1. A method to overcome resistance to treatments targeted to Epidermal Growth Factor Receptor family member expression in breast cancer cells, the method comprising: (a) selecting a treatment compound targeted to the Epidermal Growth Factor Receptor family member;(b) selecting a Rac inhibitor;(c) contacting the breast cancer cells with either a combination of the selected treatment compound and the selected Rac inhibitor, or with the treatment compound and the Rac inhibitor administered sequentially.

2. The method of claim 1, wherein the treatments are selected from a group consisting of Gefitinib®, Lapatinib®, and combinations thereof.

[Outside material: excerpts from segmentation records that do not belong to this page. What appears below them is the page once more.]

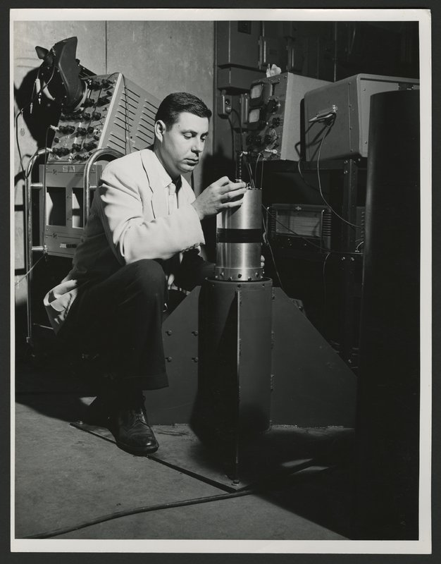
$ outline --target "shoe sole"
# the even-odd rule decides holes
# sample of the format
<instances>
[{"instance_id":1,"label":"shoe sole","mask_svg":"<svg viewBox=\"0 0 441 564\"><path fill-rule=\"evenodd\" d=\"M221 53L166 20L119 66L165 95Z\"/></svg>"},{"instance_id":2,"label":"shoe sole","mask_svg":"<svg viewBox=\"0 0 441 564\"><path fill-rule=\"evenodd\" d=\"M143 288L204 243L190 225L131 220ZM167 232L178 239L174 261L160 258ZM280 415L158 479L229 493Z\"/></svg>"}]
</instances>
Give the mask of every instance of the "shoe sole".
<instances>
[{"instance_id":1,"label":"shoe sole","mask_svg":"<svg viewBox=\"0 0 441 564\"><path fill-rule=\"evenodd\" d=\"M130 445L126 445L124 443L120 443L118 441L116 441L116 446L118 447L118 448L120 448L121 450L129 453L129 454L134 454L136 456L143 456L147 454L152 454L153 453L156 453L158 448L159 448L159 445L150 447L137 447L130 446Z\"/></svg>"}]
</instances>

3. The method of claim 1, wherein the Epidermal Growth Factor Receptor is EGFR/HER2.

4. The method of claim 1, wherein the Rac inhibitor is a 1,5-disubstituted 1, 2, 3-triazoles.

5. The method of claim 4, wherein the Rac inhibitor is selected from the group consisting of EHop-016, MBQ-167 and combinations thereof.

6. A combination of compounds comprising a Rac and inhibitor with therapeutic compounds targeted at EGFR/HER2 receptors.

7. The combination of claim 6, wherein the compounds inhibiting Rac are selected from the group consisting of EHop-016, MBQ-167 and combinations thereof.

8. A method to treat EGFR/HER2 resistant breast cancer in a patient in need thereof, the method comprising: (a) obtaining EHop-016 or MBQ-167;(b) combining EHop-016 or MBQ-167 with gefitinib or lapatinib or the equivalent; and(c) administering the combination to the patient.